Practice what you preach. Follow social distance and other safety protocols, treat others with respect, and protect the vulnerable. Young children are impressionable and will imitate your behavior, so be sure to set a positive example.

 

The importance of going to bed regularly

It is normal for children to have trouble sleeping during severe stress. Some may have trouble sleeping, others, especially young children, may worry about being separated from their parents. Maintaining consistent sleep time and regular nighttime routines can help solve these problems.

 

Make sure your child goes to bed and wakes up at the same time every day.

Set up a nighttime mode where the lights are dimmed and your child can relax and unwind.

Make sure all screens are turned off at least an hour before bedtime, as the blue light from these devices can prevent your child from falling asleep and waking up. Instead, try reading to your child together or listening to an audio book.

If your child needs more physical touches in the form of hugs and kisses at night, if he or she needs to calm down

Once your child is in bed, it is important that you, as a parent, take time in the evening to relax and unwind. A good night's sleep is just as important to you.

Managing Behavior Problems

Often, when children misbehave, it is a reaction to the amount of stress they are under and a way to get rid of their frustration.
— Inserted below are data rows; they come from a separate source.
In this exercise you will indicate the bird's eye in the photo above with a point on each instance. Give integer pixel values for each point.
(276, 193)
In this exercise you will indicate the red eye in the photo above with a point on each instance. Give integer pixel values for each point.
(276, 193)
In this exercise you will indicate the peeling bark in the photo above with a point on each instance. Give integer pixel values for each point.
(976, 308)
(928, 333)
Try to remember this when acting as a disciplined professional in these difficult times, and do your best to stay calm. Start by managing your own stress levels through exercise, a healthy lifestyle, time for fun and regular relaxation practices. The calmer and more relaxed you are, the better you will be able to manage your child's stress response.

 

These positive discipline tips can also help:

 

redirecting your child. If your child doesn't behave well, redirect him or her to another activity, such as playing outside or reading a book. As a parent, you can sometimes tell when your youngest child is getting nervous. Take the opportunity to distract him with an interesting task or a fun game, and you can reduce the misbehavior before it starts.
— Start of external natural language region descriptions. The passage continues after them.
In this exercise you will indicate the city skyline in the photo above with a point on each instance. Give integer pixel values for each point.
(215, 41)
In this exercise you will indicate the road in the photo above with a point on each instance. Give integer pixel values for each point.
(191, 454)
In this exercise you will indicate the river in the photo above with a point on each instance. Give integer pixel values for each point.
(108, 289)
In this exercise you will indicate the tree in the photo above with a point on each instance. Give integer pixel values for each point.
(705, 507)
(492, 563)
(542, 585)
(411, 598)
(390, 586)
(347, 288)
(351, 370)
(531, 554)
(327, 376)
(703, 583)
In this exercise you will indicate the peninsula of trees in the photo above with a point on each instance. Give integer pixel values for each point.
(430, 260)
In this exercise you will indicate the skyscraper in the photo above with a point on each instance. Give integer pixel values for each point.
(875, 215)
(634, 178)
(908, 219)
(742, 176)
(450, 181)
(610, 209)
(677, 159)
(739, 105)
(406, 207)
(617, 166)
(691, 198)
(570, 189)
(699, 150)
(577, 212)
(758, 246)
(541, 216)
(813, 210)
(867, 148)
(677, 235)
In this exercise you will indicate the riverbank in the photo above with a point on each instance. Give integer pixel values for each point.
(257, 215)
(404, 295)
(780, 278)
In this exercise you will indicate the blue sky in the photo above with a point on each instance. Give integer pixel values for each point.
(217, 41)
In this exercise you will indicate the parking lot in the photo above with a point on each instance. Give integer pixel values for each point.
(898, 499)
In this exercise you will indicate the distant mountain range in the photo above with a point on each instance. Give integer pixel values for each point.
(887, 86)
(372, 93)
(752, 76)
Take a break. There are many ways to relieve stress when you feel you are losing patience with your child. For example, take a deep breath and count to ten to calm down. This way, you can react more calmly and positively to your child's behavior.

Give your child a creative consequence. For a good example, if your child goes outside without a mask, ask him or her to draw a picture of your child with a mask or a picture of your family with masks. Creative consequences involve your child and teach him/her that his/her behavior is wrong.

Encourage good behavior, such as doing a good job of schoolwork, making the bed, taking out the trash, or communicating with siblings. Under normal circumstances, such behavior cannot be rewarded, but in these stressful times, nothing positive should go unrecognized.

Never yell or slap a child. Losing your temper this way will only hurt your relationship and affect your child's sense of security.

Sometimes it is better to do nothing. Ignoring bad behavior can be extremely effective when trying to get the child to stop doing something. When a young child seeks attention, refusing it can make him realize that he must stop or find a more respectful way to get attention.

Supervising your child's use of social media

In this time of social exclusion and isolation, many of us - and our children - depend on the Internet and social networks to keep in touch with friends and family and to keep up with the news. While social networking has many positive aspects, it can also negatively affect your child's level of stress, anxiety, and uncertainty.

 

If you are concerned about your child's use of social media, you may be tempted to simply restrict his or her access to the phone or other devices. But this can create additional problems by separating your child from friends when they need them most. Instead, there are other ways to monitor their online activities and help them use social media more responsibly.